Intake (Reading Digest)¶

The intake pipeline ingests content from RSS feeds and other sources, then uses Claude to synthesize a daily reading digest.

Basic usage¶

uv run python -m distill intake --output ./insights --use-defaults

How it works¶

RSS feeds, shared URLs, browser history, etc.
    ↓
Content parsers (source-specific)
    ↓
Canonical ContentItem list
    ↓
Enrichment: full-text extraction, auto-tagging, entity extraction
    ↓
Clustering by topic
    ↓
Claude synthesis → daily digest markdown
    ↓
Publishers: Obsidian, Ghost, Postiz

Sources¶

Built-in RSS feeds (default)¶

Distill ships with 90+ curated feeds covering AI, engineering, and tech. Enable with --use-defaults or:

[intake]
use_defaults = true

Custom RSS feeds¶

[intake]
rss_feeds = [
    "https://blog.example.com/feed",
    "https://newsletter.example.com/rss.xml",
]

Or use OPML export from your RSS reader:

uv run python -m distill intake --output ./insights --opml subscriptions.opml

Shared URLs¶

URLs shared from your phone or CLI get priority treatment in the digest. See Sharing from Phone.

Browser history¶

uv run python -m distill intake --output ./insights --browser-history

Reads Chrome and Safari history. Filters out common domains (Google, GitHub, localhost).

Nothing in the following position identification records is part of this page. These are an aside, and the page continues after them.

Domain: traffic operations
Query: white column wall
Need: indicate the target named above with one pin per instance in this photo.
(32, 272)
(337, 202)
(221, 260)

Discovery (active search)¶

Searches the web for topics you care about:

[discovery]
topics = ["AI agents", "LLM evaluation"]
people = ["Simon Willison"]
max_results_per_query = 5
max_age_days = 3

Other sources¶

Source	Flag / Config	Extra deps
Substack	`--substack-blogs URL1,URL2`	None
Reddit	`--reddit-user NAME`	`praw`
YouTube	`--youtube-api-key KEY`	`google-api-python-client`
Gmail	`--gmail-credentials path/to/creds.json`	`google-api-python-client`
LinkedIn	`--linkedin-export path/to/export/`	None
Twitter/X	`--twitter-export path/to/export/`	None
Claude sessions	`--include-sessions --global-sessions`	None

Enrichment¶

Every content item goes through:

Full-text extraction — trafilatura fetches and parses the full article
Auto-tagging — keyword-based topic detection
Entity extraction — LLM identifies people, companies, technologies
Classification — LLM categorizes content type and relevance

Shared URLs are enriched first with a dedicated budget to guarantee coverage.

Deduplication¶

The intake pipeline tracks processed items in .intake-state.json. Running twice on the same day won't re-process articles. Use --force to bypass:

uv run python -m distill intake --output ./insights --force

Dry run¶

Preview what would be processed without calling the LLM:

uv run python -m distill intake --output ./insights --dry-run

Output¶

The digest is written to ./insights/intake/YYYY-MM-DD.md in Obsidian-compatible markdown with YAML frontmatter.

Seed ideas¶

Inject your own topics into the digest:

uv run python -m distill seed "The intersection of AI and climate modeling"

Seeds are consumed by the next intake run and marked as used.